Neil A. Macleod, Charlotte Eliassona and Pavel Matousek*
Central Laser Facility, Science and Technology Facilities Council, Rutherford Appleton Laboratory, Harwell Science and Innovation Campus, Didcot, Oxfordshire OX11 0QX, United Kingdom. E-mail: [email protected]
apresent address: PeTek Oseberg South, Hydro, Sandsliveien 90, postboks 7190, 5020 Bergen, Norway
Introduction
A number of analytical applications in the area of security screening, medical diagnosis, drug authentication and quality control often require non-invasive probing of diffusely scattering (turbid) media in order to obtain chemical characterisation of deep-lying sample regions. Examples include non-invasive disease diagnosis, the detection of concealed explosives and illicit materials, the identification of counterfeit drugs and quality control applications in the pharmaceutical industry.

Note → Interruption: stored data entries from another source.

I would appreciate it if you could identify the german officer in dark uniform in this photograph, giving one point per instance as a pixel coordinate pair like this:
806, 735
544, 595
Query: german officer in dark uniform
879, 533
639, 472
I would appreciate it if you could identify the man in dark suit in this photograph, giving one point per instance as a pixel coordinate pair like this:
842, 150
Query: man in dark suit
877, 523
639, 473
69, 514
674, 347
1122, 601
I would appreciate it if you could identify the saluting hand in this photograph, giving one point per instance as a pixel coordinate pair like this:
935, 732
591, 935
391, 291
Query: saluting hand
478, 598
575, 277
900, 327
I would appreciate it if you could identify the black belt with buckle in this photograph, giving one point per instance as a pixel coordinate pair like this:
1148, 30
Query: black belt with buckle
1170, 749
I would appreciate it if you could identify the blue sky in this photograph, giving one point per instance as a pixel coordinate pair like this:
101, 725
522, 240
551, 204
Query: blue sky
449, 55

Raman spectroscopy holds particular promise in this area due to its inherently high chemical specificity [exceeding that of near infrared (NIR) absorption spectroscopy and comparable with mid-infrared and THz methods], the ability to probe samples in the presence of water (the Raman scattering cross-section of water is very low) and its high penetration depth into turbid non-absorbing or weakly absorbing samples. On the downside, the technique is restricted to samples that do not exhibit strong fluorescence emission although this problem can, in the majority of cases, be avoided by using NIR excitation. Until recently, Raman techniques have generally been confined to applications involving surface layers of turbid media due to limitations imposed by the backscattering collection geometry common to the majority of commercial Raman probes. In principle, confocal Raman microscopy can potentially resolve objects to depths of up to several hundred micrometres. Deeper layers cannot be readily resolved and, typically, are overwhelmed by Raman and fluorescence signals emanating from the surface layer.